A part of my program is reading large portions of a file just to write them into another. On the memory side I don't want to map these portions in memory because they can be anywhere from zero bytes long up to several gigabytes.
Here's an extract of the code I wrote using a BufReader:
let file = File::open("myfile.txt");
let mut buffer = Vec::new();
let mut reader = BufReader::new(&file);
let mut handle = reader.take(length); // here length can be 10 or 1Go !
let read = handle.read_to_end(&mut buffer);
I feel like I'm mapping the whole chunk of file in memory because of the read_to_end(&mut buffer)
call.
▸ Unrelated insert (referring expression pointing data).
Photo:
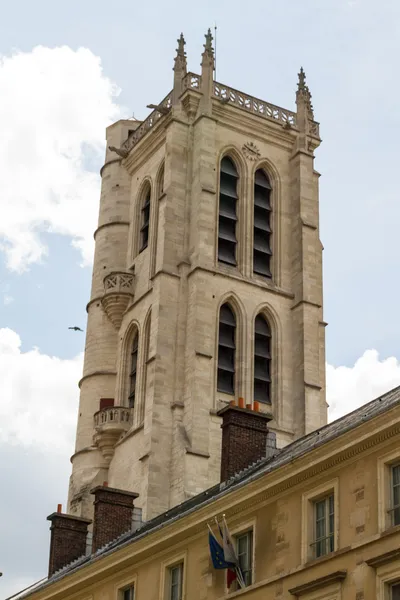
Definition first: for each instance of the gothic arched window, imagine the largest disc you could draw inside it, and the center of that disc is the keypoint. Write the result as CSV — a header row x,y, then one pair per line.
x,y
262,360
226,350
133,371
227,218
145,219
262,225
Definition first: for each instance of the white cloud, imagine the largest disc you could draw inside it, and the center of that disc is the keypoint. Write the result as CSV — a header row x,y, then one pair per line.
x,y
55,105
351,387
39,397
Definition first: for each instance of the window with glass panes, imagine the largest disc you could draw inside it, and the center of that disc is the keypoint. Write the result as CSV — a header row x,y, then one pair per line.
x,y
175,582
227,217
145,221
262,233
262,360
244,549
128,593
395,505
226,350
324,522
132,374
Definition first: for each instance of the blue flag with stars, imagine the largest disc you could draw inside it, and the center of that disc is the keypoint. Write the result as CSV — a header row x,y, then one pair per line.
x,y
217,553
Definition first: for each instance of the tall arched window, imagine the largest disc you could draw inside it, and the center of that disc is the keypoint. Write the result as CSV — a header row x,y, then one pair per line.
x,y
228,196
133,371
262,225
262,360
226,350
145,220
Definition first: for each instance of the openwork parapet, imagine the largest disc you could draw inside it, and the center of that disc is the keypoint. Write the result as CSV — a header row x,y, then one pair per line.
x,y
254,105
191,81
113,415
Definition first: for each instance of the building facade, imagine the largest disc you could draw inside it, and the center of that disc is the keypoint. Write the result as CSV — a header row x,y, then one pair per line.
x,y
207,288
317,520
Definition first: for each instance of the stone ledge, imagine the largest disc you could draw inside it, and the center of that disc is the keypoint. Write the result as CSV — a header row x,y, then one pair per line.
x,y
316,584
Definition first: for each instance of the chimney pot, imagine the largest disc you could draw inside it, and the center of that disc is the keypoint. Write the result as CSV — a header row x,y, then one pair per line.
x,y
67,539
113,511
244,438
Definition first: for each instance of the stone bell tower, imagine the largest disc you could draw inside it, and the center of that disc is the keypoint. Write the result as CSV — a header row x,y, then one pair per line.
x,y
206,288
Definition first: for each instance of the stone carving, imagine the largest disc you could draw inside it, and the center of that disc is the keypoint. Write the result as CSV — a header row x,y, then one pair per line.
x,y
110,423
259,107
251,151
147,124
118,291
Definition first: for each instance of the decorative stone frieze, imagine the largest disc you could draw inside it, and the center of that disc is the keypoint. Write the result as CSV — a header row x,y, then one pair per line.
x,y
110,423
118,291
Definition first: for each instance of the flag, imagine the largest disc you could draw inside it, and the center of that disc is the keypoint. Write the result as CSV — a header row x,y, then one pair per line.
x,y
231,556
217,553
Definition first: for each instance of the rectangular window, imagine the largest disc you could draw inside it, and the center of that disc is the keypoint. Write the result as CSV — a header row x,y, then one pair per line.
x,y
128,593
395,503
324,523
244,549
395,592
175,582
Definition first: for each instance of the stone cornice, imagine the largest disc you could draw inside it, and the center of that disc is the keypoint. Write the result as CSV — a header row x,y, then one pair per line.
x,y
383,559
95,374
317,584
239,277
109,162
110,224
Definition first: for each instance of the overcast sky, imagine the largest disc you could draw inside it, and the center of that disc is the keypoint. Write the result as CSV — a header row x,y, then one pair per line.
x,y
67,70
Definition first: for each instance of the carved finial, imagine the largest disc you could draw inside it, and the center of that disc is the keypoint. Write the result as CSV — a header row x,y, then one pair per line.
x,y
302,79
209,38
180,51
208,54
304,94
180,58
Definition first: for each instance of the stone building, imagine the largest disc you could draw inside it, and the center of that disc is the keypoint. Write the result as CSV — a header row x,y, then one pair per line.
x,y
316,520
203,394
207,288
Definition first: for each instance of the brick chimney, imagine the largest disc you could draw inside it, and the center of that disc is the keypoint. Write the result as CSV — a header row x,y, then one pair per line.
x,y
244,437
67,539
113,511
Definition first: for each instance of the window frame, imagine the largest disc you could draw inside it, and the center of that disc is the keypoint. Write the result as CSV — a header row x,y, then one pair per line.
x,y
387,576
268,359
166,566
385,498
238,531
144,226
130,581
222,263
308,519
235,350
270,225
133,389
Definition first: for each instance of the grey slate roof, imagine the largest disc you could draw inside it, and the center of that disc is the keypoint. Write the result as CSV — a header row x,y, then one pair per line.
x,y
317,438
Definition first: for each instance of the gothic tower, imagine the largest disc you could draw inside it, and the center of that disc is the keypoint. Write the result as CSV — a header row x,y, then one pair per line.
x,y
207,287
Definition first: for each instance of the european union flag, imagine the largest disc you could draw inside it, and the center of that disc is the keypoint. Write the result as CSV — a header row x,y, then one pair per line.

Am I? If not, does it mean the the BufReader is doing its job and can I just admit that it's doing some kind of magic (abstraction) allowing me to "read" an entire portion of a file without really mapping it into memory? Or am I misusing these concepts in my code?
Upvotes: 0
Views: 2495
Reputation: 3261
Yes, if we look into the source of the read_to_end
function we can see that the buffer you give it will be extended to hold the new data as it comes in if the available space in the vector is exhausted.
And even just in the docs, rust tells us that is read everything until EOF
into the buffer:
Read all bytes until EOF in this source, placing them into buf
You can also take a look at the code presented in this question as a starting point using a BufReader
:
use std::{
fs::File,
io::{self, BufRead, BufReader},
};
fn main() -> io::Result<()> {
const CAP: usize = 1024 * 128;
let file = File::open("my.file")?;
let mut reader = BufReader::with_capacity(CAP, file);
loop {
let length = {
let buffer = reader.fill_buf()?;
// do stuff with buffer here
buffer.len()
};
if length == 0 {
break;
}
reader.consume(length);
}
Ok(())
}
A better approach might be to set up an un-buffered Reader
, and read bytes directly into the buffer while checking that you are not exceeding whatever byte or line bounds specified by the user, and writing the buffer contents to file.
Upvotes: 1
Reputation: 362107
Yes, you're reading the whole chunk into memory. You can inspect buffer
to confirm. If it has length
bytes then there you go; there are length
bytes in memory. There's no way BufReader
could fake that.
Upvotes: 1